The flexible office market is amongst the sectors that are mostly exposed to the negative impact of the Covid-19 pandemic, after hospitality and retail. On the one hand, the lockdown measures that have forced millions of people to work from home and on the other hand the short-term nature of contracts, have left flexible offices with very low occupancy across Europe. Although many operators remain open, building occupancy is below 20%, with private offices remaining partly in use, while demand for co-working space is non-existent and communal areas are being closed.
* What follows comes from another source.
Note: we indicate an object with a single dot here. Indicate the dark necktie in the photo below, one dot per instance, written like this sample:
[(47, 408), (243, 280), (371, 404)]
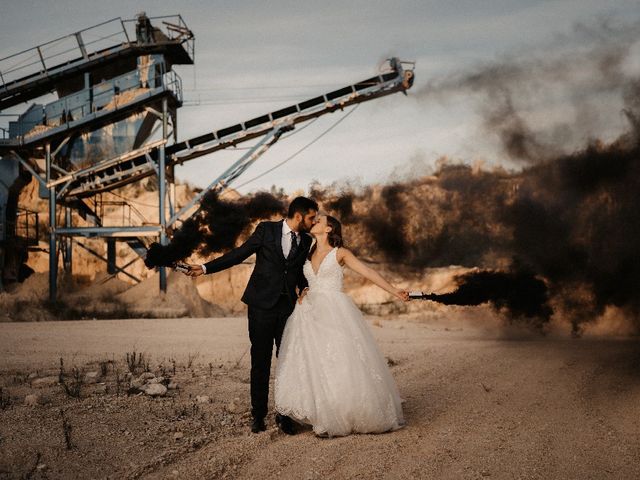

According to the latest global sentiment survey from Workthere, flexible office providers expect contract occupancy to be 71% at the end of May, which compares to 83% pre-Covid-19. Workthere has found that 33% of members of flexible offices have asked for some form of rent relief.

 

According to Workthere, 62% of flexible office providers globally are optimistic about the prospects for the sector over the next 12 months. In times of uncertainty, flexibility will be a sought after solution, as businesses might avoid long-term leasing commitments. Moreover, with more people working from home regularly, companies may choose to spread their office requirements across traditional and flexible office solutions in different locations. This may also lead to more demand for flexible office space in non-CBD locations and closer to transport hubs.At the same time, overall supply of office space is expected to remain tight, which should keep prime rental levels for traditional leases high. In Q1 the average office vacancy rate in the markets covered in this report was around 5%, and the office space in the pipeline for 2020 corresponds to 50% of last year’s take-up, across the markets analysed.

 

For the remaining of the year Savills does not expect flexible office providers to be acquisitive, as instead, their focus will be on maintaining their existing customer relations and on working together with their landlords, until the ‘next normal’ arrives. Besides, COVID-19 will accelerate the use of management agreements between landlords and operators, and we expect to see significantly fewer leases signed, as they seek a more partnership model going forward.